The company ultimately hopes to deploy tens of thousands of scanners around the world and perform hundreds of millions, if not billions, of scans annually.

Whether Midjourney achieves that goal remains to be seen.

But history tells us something important.

When a new technology makes information dramatically cheaper and easier to obtain, adoption often follows faster than most people expect.

Think about what happened with DNA sequencing.

The cost of sequencing a human genome has collapsed over the last two decades. What was once available only to researchers is now increasingly accessible to consumers.

Medical imaging could be heading down a similar path.

The Supplier Behind the Scanner

Shares of Butterfly Network (BFLY) surged after investors realized the company is supplying key ultrasound-on-chip technology used in the Midjourney Scanner.
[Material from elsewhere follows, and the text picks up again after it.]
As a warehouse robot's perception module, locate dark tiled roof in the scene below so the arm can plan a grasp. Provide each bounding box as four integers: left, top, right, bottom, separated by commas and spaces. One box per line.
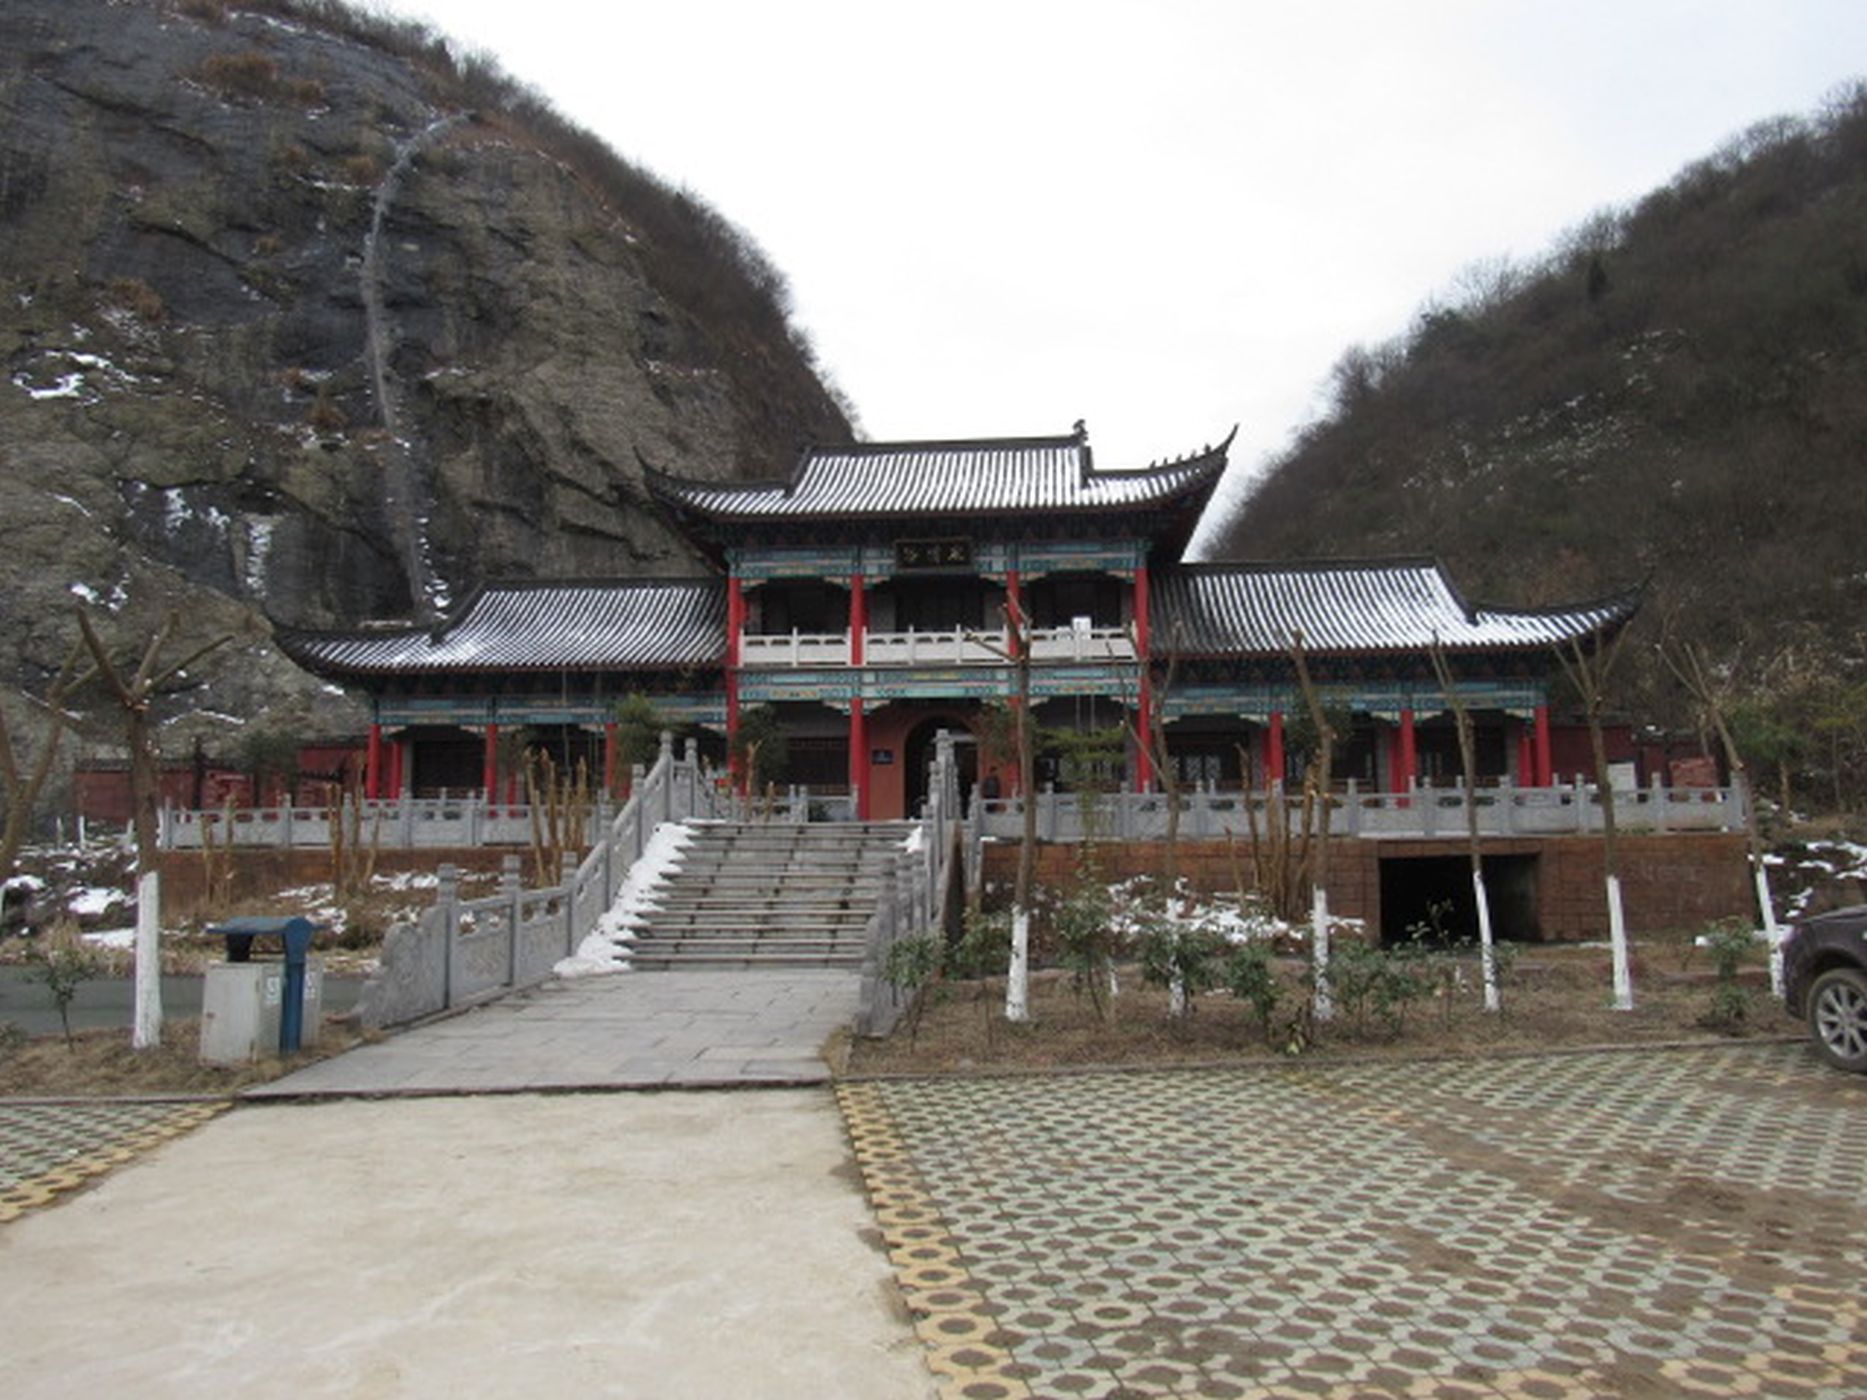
277, 580, 725, 676
646, 428, 1231, 522
1153, 561, 1637, 657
Midjourney licensed Butterfly’s technology in a deal that included upfront payments, annual licensing fees, and milestone-based compensation.

This is exactly the type of investment theme I love to uncover.

Most investors focus on the flashy consumer-facing company.

I look for the picks-and-shovels suppliers.

The companies providing the critical technology that enables the entire ecosystem.

It reminds me of what we’ve seen in artificial intelligence.

While everyone talks about ChatGPT, Gemini, or Midjourney, some of the biggest winners have been the companies supplying the chips, networking equipment, power infrastructure, and data center hardware behind the scenes.

Healthcare may be entering a similar phase.

And it extends far beyond Butterfly Network.

Companies focused on early cancer detection, liquid biopsies, AI-powered diagnostics, genomic sequencing, personalized medicine, and preventative testing could be some of the biggest beneficiaries over the next decade.

Of course, there are still questions.

The Skeptic's Case

Many medical experts point out that ultrasound is not a replacement for MRI, CT scans, colonoscopies, or other diagnostic tools. The technology is still early, and regulatory approvals will be required before it can be used broadly for medical diagnosis.

Those concerns are valid.

But investors often make their biggest gains by identifying trends before they become obvious.

And what I see here is not simply a new scanner.

I see another example of AI moving beyond software and entering the physical world.

AI is already transforming how we write, search, create images, generate videos, and develop software.

The next frontier may be helping us better understand the human body itself.

That is a trend worth watching closely.

Because if preventative medicine becomes the standard rather than the exception, the investment opportunities could be enormous.

And as we’ve seen countless times before, the biggest winners are often the companies enabling the revolution before the rest of Wall Street realizes it has begun.